Noi meridionali siamo stati fino al 1860 la ruota motrice del carro italiano in tutti i settori, da quello industriale a quello agricolo, da quello socio-economico a quello culturale: basta pensare solo alla grandezza di Pietrarsa, primo stabilimento metalmeccanico d’Italia con 1050 operai (l’Ansaldo di Genova negli stessi anni 480 operai, la Fiat non era ancora nata) o ai primi assegni della storia del sistema bancario, alla rendita dello stato quotata alla borsa di Parigi al 120 per cento o all’assenza totale di emigranti dalle nostre terre.


Ora siamo il rimorchio senza ruote del carro europeo, la cosiddetta palla al piede di un sistema economico italiano che ci ha sfruttati per 140 anni e continua a farlo senza avere né la capacità, forse, né la volontà di cambiare lo stato delle cose: possiamo ricordare puntualmente governi di destra o di sinistra pronti a “consigliare” ai nostri giovani l’emigrazione come unica soluzione possibile?
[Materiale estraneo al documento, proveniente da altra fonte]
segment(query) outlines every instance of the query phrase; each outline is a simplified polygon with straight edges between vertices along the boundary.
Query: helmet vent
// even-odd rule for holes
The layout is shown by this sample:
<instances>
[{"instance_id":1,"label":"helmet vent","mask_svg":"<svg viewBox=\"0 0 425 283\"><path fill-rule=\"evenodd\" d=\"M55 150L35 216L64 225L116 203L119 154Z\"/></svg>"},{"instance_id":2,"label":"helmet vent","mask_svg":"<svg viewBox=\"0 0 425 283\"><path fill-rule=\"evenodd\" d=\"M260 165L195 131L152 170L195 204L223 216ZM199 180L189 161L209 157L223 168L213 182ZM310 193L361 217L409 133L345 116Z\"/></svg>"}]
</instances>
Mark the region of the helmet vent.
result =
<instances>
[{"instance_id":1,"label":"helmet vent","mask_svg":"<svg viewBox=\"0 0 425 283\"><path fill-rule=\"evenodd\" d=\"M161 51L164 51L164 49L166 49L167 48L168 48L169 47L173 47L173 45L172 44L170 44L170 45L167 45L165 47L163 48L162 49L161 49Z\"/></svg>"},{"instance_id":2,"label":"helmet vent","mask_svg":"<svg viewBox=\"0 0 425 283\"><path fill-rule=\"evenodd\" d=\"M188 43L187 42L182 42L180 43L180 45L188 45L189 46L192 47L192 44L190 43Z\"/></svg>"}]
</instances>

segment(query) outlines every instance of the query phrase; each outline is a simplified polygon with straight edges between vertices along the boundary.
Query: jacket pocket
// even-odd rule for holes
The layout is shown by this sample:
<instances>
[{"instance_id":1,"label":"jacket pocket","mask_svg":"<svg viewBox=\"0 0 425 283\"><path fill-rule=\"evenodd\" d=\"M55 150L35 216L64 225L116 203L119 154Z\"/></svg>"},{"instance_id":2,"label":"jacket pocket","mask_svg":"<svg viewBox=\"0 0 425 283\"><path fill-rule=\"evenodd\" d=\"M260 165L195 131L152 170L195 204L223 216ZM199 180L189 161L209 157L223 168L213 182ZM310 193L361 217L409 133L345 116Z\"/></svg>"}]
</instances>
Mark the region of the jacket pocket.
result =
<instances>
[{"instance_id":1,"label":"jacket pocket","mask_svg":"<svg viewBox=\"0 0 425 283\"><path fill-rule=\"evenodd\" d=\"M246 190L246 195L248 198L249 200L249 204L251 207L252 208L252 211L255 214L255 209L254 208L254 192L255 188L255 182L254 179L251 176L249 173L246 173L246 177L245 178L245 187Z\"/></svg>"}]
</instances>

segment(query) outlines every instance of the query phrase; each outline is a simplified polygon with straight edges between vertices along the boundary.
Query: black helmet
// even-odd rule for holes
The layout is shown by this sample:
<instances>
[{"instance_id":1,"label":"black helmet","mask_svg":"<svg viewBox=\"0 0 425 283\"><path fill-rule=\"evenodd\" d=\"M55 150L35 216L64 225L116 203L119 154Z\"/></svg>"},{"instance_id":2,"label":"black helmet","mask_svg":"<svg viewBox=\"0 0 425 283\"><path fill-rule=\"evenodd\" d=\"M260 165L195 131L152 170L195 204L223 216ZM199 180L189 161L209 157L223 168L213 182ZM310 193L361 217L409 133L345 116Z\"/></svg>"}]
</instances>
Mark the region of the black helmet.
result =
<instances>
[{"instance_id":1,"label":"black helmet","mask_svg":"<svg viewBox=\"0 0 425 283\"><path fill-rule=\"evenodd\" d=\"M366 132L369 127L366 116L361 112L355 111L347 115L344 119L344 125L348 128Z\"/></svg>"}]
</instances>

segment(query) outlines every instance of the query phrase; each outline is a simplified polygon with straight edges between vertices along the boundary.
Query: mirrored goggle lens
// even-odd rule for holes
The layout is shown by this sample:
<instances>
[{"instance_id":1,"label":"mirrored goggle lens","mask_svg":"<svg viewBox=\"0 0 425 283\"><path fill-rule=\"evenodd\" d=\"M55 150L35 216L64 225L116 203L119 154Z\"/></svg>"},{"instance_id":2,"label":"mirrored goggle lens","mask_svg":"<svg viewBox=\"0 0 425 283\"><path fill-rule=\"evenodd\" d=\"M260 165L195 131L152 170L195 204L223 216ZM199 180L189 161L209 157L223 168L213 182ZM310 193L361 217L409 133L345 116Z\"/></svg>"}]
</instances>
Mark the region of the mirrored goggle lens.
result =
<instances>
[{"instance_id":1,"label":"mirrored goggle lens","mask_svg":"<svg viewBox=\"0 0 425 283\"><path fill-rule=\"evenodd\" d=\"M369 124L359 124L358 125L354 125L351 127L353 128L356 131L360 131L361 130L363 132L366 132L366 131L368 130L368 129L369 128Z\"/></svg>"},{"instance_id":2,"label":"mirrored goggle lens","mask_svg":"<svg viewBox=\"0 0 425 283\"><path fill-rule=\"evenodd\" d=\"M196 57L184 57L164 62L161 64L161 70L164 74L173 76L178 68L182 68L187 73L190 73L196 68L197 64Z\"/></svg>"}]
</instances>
Ogni tanto un sussulto di finto orgoglio, un demagogico tentativo di smuovere le coscienze meridionali, ma siamo stufi di certi meridionali e soprattutto siamo stufi di certi meridionalisti. Senza anacronismi e senza nostalgia dovremmo essere più attenti a capire attraverso il passato chi siamo stati, chi siamo adesso e chi potremmo essere.


I Borbone fecero proprio questo: capirono i pregi e i difetti di una civiltà tre volte millenaria contestualizzandola nel loro tempo con una consapevolezza e un orgoglio diverso e fummo tra i primi d’Europa. Altro che “Borbonia” o “reti del Sud”. Gli intellettuali e i politici pronti a disprezzare la nostra storia sono gli stessi che da 140 anni non rappresentano in maniera adeguata e degna gli antichi popoli delle Due Sicilie.


Dopo tutto questo tempo, dopo le migliaia di pagine scritte (inutilmente) dai meridionalisti di ieri e di oggi, dopo gli interventi (inutili) delle Casse del Mezzogiorno (servite per finanziare le aziende del Nord) o delle leggi speciali di ieri e di oggi, avremmo il diritto di essere rappresentati da classi dirigenti finalmente fiere e radicate. Dopo tutti questi anni di colonizzazioni economiche e culturali, dopo i saccheggi del passato e del presente e la “deportazione” di milioni di meridionali che emigravano e continuano ad emigrare senza sosta, i “piemontesi” di oggi dovrebbero imparare a rispettare di più i “duosiciliani” di oggi. Solo così il Sud ritroverà la strada di un riscatto che aspetta da troppo tempo.